Schools opened in February this year after closing in September last year with teachers boycotting classrooms due to poor remuneration.

A proposed boycott that threatened to derail the start of the second term did not take off as unions agreed to work with government in trying to find a solution to the challenges facing the sector.

“We will rely on the donor community. In my discussion with donors, I emphasised that once we secure that money, I want to make sure that the last cent is spent within Zimbabwe. There is a temptation to take camera ready copies of books for printing elsewhere outside the country,” he said.

He said his ministry also advised schoolchildren and parents to buy their school requirements in the country.

“What I want to achieve is to develop a partnership between locals companies, the donor community and the ministry of higher education,” he said.

He said the second aspect of his third objective was the restoration of some of education’s magnificent facilities.

“One of the tragedies though is that as I travelled around the country I found out that there are few government schools that are well maintained,” he said.

The senator said a strategy was needed to rebuild the educational structures.
“With the decline in education in a few years there is a danger that we will lose an entire generation,” he said.

Sen Coltart said Zimbabwe had a generation of young people who were talented academically, in sports, in arts and in other areas and those talents could not be let to go to waste.
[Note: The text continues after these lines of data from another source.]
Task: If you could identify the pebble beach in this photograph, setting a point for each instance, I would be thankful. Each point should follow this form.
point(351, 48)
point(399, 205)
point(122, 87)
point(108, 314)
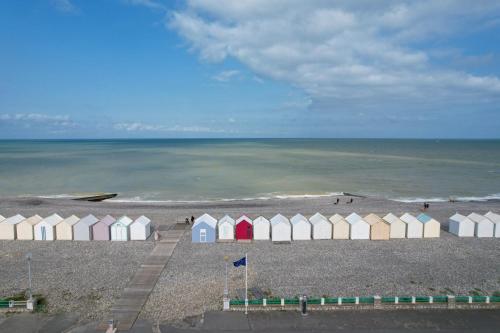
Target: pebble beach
point(86, 277)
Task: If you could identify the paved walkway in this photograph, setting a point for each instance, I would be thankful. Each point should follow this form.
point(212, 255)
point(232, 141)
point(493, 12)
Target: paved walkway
point(127, 308)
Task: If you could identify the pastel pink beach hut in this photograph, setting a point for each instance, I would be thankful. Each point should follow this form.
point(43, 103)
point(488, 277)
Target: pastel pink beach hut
point(101, 230)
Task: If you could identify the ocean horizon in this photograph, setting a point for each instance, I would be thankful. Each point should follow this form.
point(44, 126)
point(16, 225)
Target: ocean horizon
point(166, 170)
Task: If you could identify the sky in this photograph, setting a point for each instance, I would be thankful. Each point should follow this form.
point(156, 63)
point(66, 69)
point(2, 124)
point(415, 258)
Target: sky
point(249, 69)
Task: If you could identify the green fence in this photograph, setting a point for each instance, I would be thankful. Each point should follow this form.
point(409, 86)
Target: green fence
point(361, 300)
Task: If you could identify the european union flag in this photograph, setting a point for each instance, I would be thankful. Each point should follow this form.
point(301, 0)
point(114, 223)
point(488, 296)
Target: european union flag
point(241, 262)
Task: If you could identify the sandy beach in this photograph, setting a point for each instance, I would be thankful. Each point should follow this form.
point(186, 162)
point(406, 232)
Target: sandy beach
point(86, 277)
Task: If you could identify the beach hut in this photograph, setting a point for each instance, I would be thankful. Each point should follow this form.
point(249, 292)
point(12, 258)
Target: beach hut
point(359, 228)
point(398, 227)
point(46, 228)
point(101, 229)
point(82, 230)
point(495, 218)
point(64, 230)
point(301, 228)
point(225, 228)
point(281, 229)
point(322, 228)
point(140, 229)
point(26, 229)
point(261, 228)
point(120, 230)
point(8, 227)
point(244, 229)
point(432, 228)
point(203, 229)
point(379, 228)
point(414, 228)
point(341, 228)
point(461, 226)
point(483, 226)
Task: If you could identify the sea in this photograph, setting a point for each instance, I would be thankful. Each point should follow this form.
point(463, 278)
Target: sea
point(170, 170)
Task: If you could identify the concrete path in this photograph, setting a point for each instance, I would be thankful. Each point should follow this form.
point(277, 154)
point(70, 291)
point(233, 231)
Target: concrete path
point(127, 308)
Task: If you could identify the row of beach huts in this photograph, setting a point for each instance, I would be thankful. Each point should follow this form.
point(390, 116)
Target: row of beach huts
point(207, 229)
point(54, 227)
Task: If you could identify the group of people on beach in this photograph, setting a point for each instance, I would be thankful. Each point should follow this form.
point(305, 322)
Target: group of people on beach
point(351, 200)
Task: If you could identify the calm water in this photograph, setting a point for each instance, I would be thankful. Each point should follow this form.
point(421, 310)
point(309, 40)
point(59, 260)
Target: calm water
point(228, 169)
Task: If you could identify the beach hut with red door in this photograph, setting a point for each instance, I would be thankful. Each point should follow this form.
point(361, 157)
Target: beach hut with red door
point(244, 229)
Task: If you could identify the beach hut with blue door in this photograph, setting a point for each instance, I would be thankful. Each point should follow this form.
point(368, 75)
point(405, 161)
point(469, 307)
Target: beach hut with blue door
point(204, 229)
point(46, 228)
point(8, 227)
point(120, 230)
point(83, 229)
point(432, 228)
point(495, 218)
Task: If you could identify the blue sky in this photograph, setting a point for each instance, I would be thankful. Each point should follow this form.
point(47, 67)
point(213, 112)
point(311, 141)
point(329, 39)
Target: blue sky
point(254, 68)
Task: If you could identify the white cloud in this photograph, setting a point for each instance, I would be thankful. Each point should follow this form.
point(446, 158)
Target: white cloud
point(30, 119)
point(341, 51)
point(141, 127)
point(225, 76)
point(65, 6)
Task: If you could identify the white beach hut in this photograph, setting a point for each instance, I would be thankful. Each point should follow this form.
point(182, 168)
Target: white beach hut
point(414, 228)
point(46, 228)
point(261, 228)
point(432, 228)
point(301, 228)
point(26, 229)
point(225, 228)
point(82, 230)
point(483, 226)
point(341, 228)
point(461, 226)
point(140, 229)
point(495, 218)
point(281, 229)
point(360, 229)
point(397, 227)
point(322, 228)
point(8, 227)
point(64, 230)
point(120, 230)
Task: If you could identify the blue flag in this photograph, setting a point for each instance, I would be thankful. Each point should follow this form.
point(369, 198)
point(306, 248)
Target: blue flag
point(241, 262)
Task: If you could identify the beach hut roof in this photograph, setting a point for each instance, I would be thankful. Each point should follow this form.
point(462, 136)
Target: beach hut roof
point(493, 217)
point(408, 218)
point(279, 219)
point(478, 218)
point(391, 218)
point(108, 220)
point(206, 218)
point(35, 219)
point(53, 219)
point(261, 219)
point(353, 218)
point(14, 219)
point(424, 218)
point(73, 219)
point(337, 218)
point(373, 218)
point(244, 218)
point(142, 220)
point(89, 220)
point(227, 219)
point(299, 218)
point(125, 220)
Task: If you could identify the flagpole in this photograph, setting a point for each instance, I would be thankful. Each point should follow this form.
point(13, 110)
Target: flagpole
point(246, 283)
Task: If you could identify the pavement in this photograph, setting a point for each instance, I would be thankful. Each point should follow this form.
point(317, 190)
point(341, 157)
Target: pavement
point(480, 321)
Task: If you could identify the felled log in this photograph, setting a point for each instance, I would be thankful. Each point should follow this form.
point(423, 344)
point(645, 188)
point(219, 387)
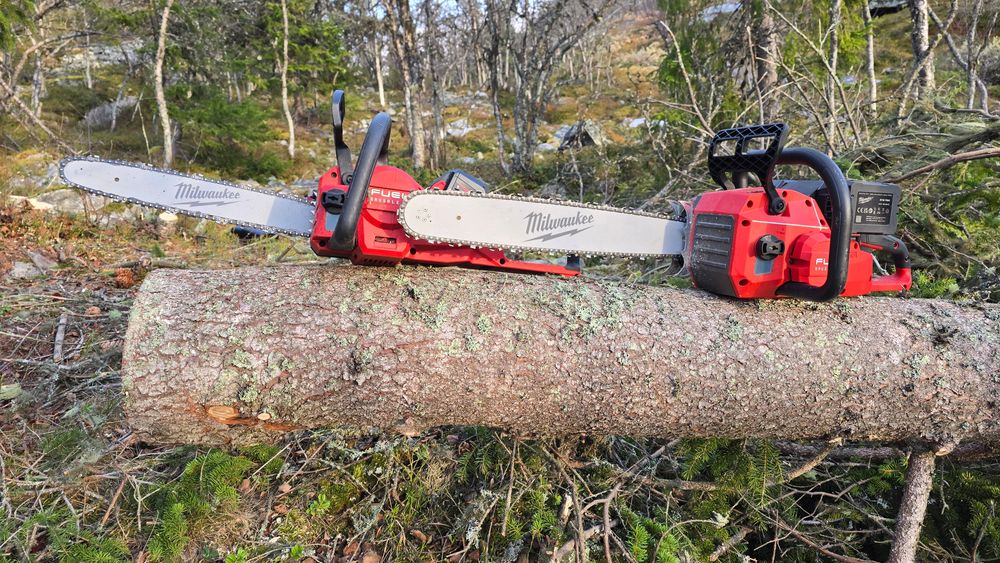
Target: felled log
point(232, 357)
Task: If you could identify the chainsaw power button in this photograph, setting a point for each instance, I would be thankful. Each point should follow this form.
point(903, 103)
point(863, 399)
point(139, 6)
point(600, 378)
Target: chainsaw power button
point(770, 247)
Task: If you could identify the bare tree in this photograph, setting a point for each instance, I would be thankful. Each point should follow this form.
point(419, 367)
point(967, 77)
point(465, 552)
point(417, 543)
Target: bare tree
point(832, 78)
point(866, 16)
point(403, 36)
point(920, 39)
point(161, 100)
point(284, 80)
point(535, 36)
point(432, 81)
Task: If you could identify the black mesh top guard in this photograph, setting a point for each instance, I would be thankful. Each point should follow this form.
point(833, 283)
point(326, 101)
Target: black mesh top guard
point(732, 157)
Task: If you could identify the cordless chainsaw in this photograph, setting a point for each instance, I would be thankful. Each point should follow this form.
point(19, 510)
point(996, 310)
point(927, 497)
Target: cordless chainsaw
point(809, 239)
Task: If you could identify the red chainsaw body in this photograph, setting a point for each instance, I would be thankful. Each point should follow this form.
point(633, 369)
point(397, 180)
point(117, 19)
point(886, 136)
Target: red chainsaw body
point(727, 225)
point(381, 240)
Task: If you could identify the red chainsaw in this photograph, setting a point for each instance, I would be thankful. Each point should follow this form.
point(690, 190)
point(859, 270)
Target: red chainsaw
point(809, 239)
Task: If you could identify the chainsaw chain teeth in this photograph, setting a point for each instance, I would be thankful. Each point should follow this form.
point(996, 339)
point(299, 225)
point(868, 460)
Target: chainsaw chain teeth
point(118, 198)
point(517, 247)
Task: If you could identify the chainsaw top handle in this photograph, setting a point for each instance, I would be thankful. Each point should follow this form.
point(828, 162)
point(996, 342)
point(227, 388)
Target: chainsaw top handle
point(839, 219)
point(341, 148)
point(374, 150)
point(732, 158)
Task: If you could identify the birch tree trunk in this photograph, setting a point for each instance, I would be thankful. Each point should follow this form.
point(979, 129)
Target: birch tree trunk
point(284, 80)
point(377, 57)
point(832, 78)
point(403, 34)
point(866, 16)
point(161, 100)
point(920, 39)
point(239, 356)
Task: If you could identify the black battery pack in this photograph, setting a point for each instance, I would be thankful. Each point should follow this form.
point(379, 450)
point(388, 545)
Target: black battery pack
point(874, 205)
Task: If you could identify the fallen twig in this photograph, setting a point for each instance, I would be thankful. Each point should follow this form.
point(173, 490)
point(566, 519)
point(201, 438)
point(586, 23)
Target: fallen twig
point(919, 478)
point(730, 543)
point(57, 355)
point(571, 545)
point(950, 161)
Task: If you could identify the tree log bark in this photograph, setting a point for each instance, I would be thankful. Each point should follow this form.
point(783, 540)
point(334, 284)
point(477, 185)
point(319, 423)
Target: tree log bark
point(234, 357)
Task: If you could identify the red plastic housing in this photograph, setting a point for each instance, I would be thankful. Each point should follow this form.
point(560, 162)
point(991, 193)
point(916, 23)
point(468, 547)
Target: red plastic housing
point(727, 225)
point(381, 240)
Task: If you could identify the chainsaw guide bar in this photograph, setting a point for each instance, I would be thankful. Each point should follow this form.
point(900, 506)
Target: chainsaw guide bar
point(497, 221)
point(188, 194)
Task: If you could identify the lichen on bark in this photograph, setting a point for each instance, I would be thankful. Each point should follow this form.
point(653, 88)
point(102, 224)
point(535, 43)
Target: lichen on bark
point(370, 347)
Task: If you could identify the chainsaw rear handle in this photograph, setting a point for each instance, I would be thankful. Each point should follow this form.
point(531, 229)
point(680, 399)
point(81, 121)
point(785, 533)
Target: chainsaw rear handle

“We should start off by looking at say 20 schools and through a partnership between government and the private sector rehabilitate them. About 40 percent of places in these schools will be reserved for the underprivileged from rural areas and high-density suburbs with companies providing them with scholarships. These centres of excellence will be for children talented academically, in sports and in arts,” he said.

Sen Coltart said the aim of these centres of excellence would not be to create elitist institutions, but institutions that will afford the underprivileged good education.

He said Zimbabwe should take a leaf from India that in the 1950s created centres of excellence that achieved a lot.

“Elsewhere in the world there has been productive collaboration between government and the private sector. We have to start somewhere, let’s all start dreaming and planning,” he said.